Schließlich könne sich die Klägerin auch nicht darauf berufen, dass die auf Grund der Baugenehmigung erforderlich gewordenen kostensteigernden Änderungen auch bei sorgfältigster Prüfung unvorhersehbar gewesen seien. Dass sich während der Umsetzung des Bauvorhabens eine Zuständigkeitsverlagerung hinsichtlich der Entscheidung über die Zulassung von brandschutzrechtlichen Abweichungen ergeben und die Baugenehmigungsbehörde höhere Anforderungen an den Brandschutz als ein zuvor in diesem Zusammenhang zuständiger Prüfsachverständiger gestellt hat, werde – ebenso wie z. B. ein Wechsel des Sachbearbeiters innerhalb der zuständigen Behörde – von dem durch die Klägerin übernommenen Genehmigungsrisiko umfasst.

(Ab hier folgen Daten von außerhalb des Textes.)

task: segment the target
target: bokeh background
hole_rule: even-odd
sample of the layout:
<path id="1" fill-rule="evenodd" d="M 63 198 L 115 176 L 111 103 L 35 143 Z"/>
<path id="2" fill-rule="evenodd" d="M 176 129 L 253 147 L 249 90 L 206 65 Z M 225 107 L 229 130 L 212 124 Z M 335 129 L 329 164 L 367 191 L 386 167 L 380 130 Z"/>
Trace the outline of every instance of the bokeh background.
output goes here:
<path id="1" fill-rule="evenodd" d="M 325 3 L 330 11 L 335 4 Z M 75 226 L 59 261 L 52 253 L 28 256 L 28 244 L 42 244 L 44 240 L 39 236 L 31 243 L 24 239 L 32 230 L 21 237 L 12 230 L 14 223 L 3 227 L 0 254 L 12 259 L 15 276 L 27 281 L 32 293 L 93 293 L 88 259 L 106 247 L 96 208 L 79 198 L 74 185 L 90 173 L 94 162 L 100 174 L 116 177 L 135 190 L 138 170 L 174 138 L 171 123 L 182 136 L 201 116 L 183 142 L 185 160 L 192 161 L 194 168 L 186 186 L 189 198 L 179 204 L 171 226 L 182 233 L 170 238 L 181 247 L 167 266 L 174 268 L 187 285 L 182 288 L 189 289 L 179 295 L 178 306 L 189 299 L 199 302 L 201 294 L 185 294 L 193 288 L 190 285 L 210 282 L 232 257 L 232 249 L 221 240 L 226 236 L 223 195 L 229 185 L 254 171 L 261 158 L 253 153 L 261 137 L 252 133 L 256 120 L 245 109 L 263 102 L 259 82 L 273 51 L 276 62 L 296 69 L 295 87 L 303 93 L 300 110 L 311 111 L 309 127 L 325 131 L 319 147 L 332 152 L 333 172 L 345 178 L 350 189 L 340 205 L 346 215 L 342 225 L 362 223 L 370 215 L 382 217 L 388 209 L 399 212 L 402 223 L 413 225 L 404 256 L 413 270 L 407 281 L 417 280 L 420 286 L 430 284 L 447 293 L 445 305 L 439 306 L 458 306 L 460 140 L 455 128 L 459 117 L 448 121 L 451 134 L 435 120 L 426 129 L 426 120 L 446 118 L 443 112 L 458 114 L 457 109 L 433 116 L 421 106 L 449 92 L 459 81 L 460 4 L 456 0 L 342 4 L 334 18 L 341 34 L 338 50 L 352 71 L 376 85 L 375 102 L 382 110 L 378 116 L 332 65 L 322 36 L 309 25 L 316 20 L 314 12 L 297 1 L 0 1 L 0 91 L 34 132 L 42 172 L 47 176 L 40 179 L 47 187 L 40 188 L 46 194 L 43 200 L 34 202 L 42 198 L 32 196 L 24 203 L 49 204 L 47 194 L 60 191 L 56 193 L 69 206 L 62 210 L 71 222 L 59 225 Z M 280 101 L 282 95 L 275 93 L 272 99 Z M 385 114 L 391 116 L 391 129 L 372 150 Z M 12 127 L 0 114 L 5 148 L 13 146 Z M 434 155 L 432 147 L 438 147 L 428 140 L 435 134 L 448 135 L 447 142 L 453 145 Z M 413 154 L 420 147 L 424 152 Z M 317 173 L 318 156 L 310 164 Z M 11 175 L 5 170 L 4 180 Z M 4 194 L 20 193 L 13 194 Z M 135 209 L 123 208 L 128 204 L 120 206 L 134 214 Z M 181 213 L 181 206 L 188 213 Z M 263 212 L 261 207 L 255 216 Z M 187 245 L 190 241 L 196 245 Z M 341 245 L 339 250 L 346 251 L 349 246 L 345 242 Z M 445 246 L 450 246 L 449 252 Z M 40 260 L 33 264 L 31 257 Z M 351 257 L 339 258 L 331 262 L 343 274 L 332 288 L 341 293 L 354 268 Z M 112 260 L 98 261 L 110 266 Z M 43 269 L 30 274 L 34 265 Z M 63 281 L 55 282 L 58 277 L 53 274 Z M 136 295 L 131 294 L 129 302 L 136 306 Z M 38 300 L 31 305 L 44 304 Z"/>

Eine Anpassung der Vergütung der Klägerin komme auch nicht nach den Grundsätzen über den Wegfall der Geschäftsgrundlage in Betracht, da die Parteien eine vertragliche Risikoverteilung vorgenommen hätten, auf Grund derer die Klägerin nicht nur das Genehmigungsrisiko, sondern auch das Risiko, ohne Anspruch auf eine Mehrvergütung behördliche Auflagen umsetzen zu müssen, übernommen habe.
Soweit die Klägerin ihr Klagebegehren mit einem nach Schluss der mündlichen Verhandlung eingereichten Schriftsatz auf einen Schadensersatzanspruch wegen einer nach ihrem Dafürhalten unklaren Ausschreibung gestützt hat, war dieses Vorbringen nicht mehr berücksichtigungsfähig.